Terry Reedy writes:
The fundamental problem I am interested in is the separation of raw data from how to use it info.
But this is ambiguous. Take reStructuredText. It *is* text/plain. But it also *is* application/x-structuredtext. Not to forget application/octet-stream. An MUA will treat it as the first, docutils as the second, and gzip as the third.
My underlying idea is that maybe the standard Python distribution should promote encapsulation of encoding info with raw bytes to make bug-free usage easier.
I think you will find that every use case makes different demands on this feature, and that it typically interacts with higher-level needs of the application. There's a reason that ASN.1 is insanely complex and only applications that really need it ever use it. This feature will either be too simple to serve most practical needs, or too complex to serve most practical programmers.<wink>
And "bug-free" usage is hopeless. Much, perhaps the vast majority, of the coding information will be automatically derived from sources you deprecate as "heuristic", like MIME Content-Type headers.
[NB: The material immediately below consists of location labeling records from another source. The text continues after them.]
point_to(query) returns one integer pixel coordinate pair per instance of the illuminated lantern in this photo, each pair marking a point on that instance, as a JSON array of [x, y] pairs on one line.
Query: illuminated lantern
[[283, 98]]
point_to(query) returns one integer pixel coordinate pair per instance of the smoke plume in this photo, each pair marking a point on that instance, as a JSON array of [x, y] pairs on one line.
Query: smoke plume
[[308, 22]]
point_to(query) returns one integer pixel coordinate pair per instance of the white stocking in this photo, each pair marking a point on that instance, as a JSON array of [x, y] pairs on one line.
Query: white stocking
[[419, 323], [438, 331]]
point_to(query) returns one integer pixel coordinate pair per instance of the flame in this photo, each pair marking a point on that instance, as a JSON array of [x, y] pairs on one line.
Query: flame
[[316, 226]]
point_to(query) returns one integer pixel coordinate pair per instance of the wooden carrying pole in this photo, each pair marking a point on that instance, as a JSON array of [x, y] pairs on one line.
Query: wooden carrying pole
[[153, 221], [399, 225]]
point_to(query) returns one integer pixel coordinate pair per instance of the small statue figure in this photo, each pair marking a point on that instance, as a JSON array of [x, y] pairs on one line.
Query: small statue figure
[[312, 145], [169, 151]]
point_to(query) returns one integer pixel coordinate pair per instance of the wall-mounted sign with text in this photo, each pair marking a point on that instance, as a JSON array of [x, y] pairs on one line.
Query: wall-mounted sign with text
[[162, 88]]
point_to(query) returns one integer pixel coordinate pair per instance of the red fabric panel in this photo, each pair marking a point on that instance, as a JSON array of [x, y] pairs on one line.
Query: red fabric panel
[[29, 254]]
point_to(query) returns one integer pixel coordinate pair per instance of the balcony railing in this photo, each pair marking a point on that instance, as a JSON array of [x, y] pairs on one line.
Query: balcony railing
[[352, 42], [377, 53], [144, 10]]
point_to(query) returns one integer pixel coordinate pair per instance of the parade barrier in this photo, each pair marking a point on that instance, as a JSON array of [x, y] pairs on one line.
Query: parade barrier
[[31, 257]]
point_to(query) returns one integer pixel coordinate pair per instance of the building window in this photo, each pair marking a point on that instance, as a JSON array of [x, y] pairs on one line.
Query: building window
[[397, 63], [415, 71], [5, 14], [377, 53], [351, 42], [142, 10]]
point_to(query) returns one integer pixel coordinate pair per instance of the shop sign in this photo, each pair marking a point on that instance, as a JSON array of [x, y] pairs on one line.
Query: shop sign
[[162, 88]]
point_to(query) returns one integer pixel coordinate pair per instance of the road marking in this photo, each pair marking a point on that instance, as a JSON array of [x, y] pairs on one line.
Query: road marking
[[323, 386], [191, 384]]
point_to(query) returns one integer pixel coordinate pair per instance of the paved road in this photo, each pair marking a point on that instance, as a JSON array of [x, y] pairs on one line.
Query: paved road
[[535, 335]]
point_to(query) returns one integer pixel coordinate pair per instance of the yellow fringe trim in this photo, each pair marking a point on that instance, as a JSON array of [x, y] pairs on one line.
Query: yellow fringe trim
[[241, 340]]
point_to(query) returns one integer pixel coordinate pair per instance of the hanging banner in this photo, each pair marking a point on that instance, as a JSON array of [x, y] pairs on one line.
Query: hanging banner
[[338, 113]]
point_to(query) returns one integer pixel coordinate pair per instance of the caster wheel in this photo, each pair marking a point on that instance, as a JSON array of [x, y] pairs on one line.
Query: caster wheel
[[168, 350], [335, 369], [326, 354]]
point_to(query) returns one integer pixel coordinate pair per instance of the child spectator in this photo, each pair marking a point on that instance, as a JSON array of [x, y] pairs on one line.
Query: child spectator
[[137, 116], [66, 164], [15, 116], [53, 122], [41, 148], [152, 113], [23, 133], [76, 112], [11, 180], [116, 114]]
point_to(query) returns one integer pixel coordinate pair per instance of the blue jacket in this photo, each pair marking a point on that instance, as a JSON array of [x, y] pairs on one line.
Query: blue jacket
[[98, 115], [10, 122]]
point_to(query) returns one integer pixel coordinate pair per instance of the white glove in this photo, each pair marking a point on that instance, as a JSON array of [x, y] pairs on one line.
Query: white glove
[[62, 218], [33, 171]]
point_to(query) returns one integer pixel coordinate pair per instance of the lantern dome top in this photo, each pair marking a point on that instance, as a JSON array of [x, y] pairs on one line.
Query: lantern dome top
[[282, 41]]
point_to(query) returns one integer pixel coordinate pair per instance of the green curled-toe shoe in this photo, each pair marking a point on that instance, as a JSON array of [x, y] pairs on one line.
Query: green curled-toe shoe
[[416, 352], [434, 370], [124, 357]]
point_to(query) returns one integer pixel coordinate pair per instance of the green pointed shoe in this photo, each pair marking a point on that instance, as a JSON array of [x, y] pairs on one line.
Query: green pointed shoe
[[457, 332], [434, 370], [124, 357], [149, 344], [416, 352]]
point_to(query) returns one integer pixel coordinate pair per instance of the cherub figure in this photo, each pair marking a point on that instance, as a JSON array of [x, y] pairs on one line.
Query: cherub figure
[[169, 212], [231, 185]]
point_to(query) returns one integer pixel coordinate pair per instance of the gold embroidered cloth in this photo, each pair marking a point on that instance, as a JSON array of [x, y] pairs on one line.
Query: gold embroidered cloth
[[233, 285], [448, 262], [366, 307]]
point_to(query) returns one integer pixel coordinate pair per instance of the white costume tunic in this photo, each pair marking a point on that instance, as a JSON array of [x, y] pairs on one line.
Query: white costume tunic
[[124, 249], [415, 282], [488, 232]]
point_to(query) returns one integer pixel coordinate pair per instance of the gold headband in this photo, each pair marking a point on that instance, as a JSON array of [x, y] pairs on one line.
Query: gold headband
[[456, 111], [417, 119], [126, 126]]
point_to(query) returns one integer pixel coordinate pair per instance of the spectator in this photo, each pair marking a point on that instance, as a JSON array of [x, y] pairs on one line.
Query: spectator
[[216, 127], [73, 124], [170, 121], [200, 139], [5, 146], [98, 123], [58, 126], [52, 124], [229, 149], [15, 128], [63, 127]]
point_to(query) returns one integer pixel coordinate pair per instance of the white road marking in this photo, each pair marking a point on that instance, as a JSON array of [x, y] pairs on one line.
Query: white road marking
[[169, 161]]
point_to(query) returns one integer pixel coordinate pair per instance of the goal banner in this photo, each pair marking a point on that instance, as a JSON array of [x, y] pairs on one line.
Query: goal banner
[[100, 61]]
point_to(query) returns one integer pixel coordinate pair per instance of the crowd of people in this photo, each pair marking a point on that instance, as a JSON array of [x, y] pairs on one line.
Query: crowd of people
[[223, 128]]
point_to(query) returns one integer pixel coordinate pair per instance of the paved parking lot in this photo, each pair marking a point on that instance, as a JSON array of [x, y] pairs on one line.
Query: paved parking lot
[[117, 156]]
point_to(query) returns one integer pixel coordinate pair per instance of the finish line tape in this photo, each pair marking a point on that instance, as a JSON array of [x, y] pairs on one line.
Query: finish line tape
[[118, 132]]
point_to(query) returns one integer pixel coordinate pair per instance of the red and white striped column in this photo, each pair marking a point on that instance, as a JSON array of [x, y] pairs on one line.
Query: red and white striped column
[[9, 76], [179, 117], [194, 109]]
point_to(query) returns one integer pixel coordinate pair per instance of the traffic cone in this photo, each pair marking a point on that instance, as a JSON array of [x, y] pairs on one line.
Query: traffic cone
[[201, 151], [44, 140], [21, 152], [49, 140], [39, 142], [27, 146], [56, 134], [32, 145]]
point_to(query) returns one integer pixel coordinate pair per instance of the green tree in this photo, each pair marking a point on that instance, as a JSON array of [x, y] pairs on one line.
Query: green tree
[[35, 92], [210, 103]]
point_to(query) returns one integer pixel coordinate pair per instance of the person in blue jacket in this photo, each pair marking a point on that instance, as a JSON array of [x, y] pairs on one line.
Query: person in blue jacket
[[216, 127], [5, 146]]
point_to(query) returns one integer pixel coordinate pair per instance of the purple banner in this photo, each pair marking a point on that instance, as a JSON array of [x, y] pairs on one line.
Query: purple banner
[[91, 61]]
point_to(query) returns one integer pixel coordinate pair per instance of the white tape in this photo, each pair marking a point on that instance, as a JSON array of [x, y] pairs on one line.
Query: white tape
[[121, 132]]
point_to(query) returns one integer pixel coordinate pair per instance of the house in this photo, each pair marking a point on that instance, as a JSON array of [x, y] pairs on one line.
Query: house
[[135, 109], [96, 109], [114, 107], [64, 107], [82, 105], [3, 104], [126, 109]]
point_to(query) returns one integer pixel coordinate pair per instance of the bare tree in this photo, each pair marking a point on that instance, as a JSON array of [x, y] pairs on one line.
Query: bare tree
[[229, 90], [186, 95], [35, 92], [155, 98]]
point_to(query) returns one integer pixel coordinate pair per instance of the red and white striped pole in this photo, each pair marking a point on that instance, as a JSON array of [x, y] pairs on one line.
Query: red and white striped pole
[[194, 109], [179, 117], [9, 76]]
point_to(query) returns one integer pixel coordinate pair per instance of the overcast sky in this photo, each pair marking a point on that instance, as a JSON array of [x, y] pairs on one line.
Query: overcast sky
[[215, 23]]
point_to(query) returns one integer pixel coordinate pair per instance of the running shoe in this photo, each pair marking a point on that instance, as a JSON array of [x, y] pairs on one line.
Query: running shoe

It will get attached to the bytes as an attribute, and after that you can't know how reliable it is.
If you have a practical example of such a simple class (bytes + encoding attribute) that serves as a base for more complex applications, I'd really like to see them. But until there are real use cases on the table, I have to say I can't see the proposed facility as being particularly useful to the email package, for example.